Int J Nanomedicine. 2013;8 Suppl 1(Suppl 1):57-62. doi: 10.2147/IJN.S40733. Epub 2013 Sep 16.
Personalized medicine is predicated on the concept of identifying subgroups of a common disease for better treatment. Identifying biomarkers that predict disease subtypes has been a major focus of biomedical science. In the era of genome-wide profiling, there is controversy as to the optimal number of genes as an input of a feature selection algorithm for survival modeling.
The expression profiles and outcomes of 544 patients were retrieved from The Cancer Genome Atlas. We compared four different survival prediction methods: (1) 1-nearest neighbor (1-NN) survival prediction method; (2) random patient selection method and a Cox-based regression method with nested cross-validation; (3) least absolute shrinkage and selection operator (LASSO) optimization using whole-genome gene expression profiles; or (4) gene expression profiles of cancer pathway genes.
The 1-NN method performed better than the random patient selection method in terms of survival predictions, although it does not include a feature selection step.

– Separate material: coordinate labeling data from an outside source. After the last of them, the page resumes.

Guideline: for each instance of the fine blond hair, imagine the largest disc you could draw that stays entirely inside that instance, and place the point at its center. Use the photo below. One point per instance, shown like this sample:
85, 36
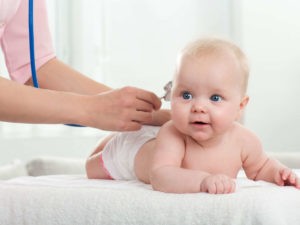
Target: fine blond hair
209, 46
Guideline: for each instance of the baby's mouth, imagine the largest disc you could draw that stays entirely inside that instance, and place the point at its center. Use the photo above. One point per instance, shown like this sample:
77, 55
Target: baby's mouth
199, 123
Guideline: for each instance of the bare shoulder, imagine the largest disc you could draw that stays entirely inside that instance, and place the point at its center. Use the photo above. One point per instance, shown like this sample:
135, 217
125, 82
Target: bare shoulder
245, 135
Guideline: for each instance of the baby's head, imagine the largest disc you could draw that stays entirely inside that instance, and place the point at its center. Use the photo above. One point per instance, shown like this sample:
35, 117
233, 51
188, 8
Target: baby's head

The Cox-based regression method with LASSO optimization using whole-genome gene expression data demonstrated higher survival prediction power than the 1-NN method, but was outperformed by the same method when using gene expression profiles of cancer pathway genes alone.
The 1-NN survival prediction method may require more patients for better performance, even when omitting censored data. Using preexisting biological knowledge for survival prediction is reasonable as a means to understand the biological system of a cancer, unless the analysis goal is to identify completely unknown genes relevant to cancer biology.

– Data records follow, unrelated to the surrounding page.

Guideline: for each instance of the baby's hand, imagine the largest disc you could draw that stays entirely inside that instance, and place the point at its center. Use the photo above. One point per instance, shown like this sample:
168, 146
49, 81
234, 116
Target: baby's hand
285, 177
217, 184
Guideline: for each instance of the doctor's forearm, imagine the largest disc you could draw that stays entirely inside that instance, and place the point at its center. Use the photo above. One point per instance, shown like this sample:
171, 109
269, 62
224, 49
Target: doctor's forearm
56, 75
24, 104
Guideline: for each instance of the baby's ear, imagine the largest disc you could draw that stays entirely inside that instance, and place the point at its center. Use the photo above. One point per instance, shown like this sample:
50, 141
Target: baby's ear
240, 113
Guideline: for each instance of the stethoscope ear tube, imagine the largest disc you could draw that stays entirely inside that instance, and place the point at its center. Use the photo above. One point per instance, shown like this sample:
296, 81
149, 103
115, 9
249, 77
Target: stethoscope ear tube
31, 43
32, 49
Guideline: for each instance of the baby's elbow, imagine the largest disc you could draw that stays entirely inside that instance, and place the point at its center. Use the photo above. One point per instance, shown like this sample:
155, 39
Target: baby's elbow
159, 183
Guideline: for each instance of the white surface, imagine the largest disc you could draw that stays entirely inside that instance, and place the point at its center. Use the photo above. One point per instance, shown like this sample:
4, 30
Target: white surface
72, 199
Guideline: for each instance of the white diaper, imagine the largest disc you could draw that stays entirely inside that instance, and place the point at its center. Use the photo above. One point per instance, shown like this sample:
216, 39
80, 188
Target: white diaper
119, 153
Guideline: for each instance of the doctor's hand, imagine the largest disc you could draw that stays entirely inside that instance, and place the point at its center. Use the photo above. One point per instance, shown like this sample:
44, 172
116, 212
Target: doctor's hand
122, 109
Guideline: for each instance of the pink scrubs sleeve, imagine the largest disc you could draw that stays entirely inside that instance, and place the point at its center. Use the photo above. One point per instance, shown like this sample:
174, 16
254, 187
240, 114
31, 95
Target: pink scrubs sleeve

个性化医学基于识别常见疾病亚组以进行更好治疗的概念。鉴定预测疾病亚型的生物标志物一直是生物医学科学的主要焦点。在全基因组分析的时代,对于生存建模的特征选择算法的最佳基因数量存在争议。
从癌症基因组图谱中检索了 544 名患者的表达谱和结果。我们比较了四种不同的生存预测方法:(1)1-最近邻(1-NN)生存预测方法;(2)随机患者选择方法和基于 Cox 的回归方法与嵌套交叉验证;(3)使用全基因组基因表达谱的最小绝对收缩和选择算子(LASSO)优化;或(4)癌症途径基因的基因表达谱。
1-NN 方法在生存预测方面优于随机患者选择方法,尽管它不包括特征选择步骤。使用全基因组基因表达数据的 Cox 回归方法与 LASSO 优化的方法在生存预测方面表现出更高的预测能力,但在仅使用癌症途径基因的基因表达谱时表现不如 1-NN 方法。
即使忽略截尾数据,1-NN 生存预测方法可能需要更多患者才能获得更好的性能。使用现有生物学知识进行生存预测是合理的,因为它可以帮助理解癌症的生物学系统,除非分析目标是识别与癌症生物学完全无关的未知基因。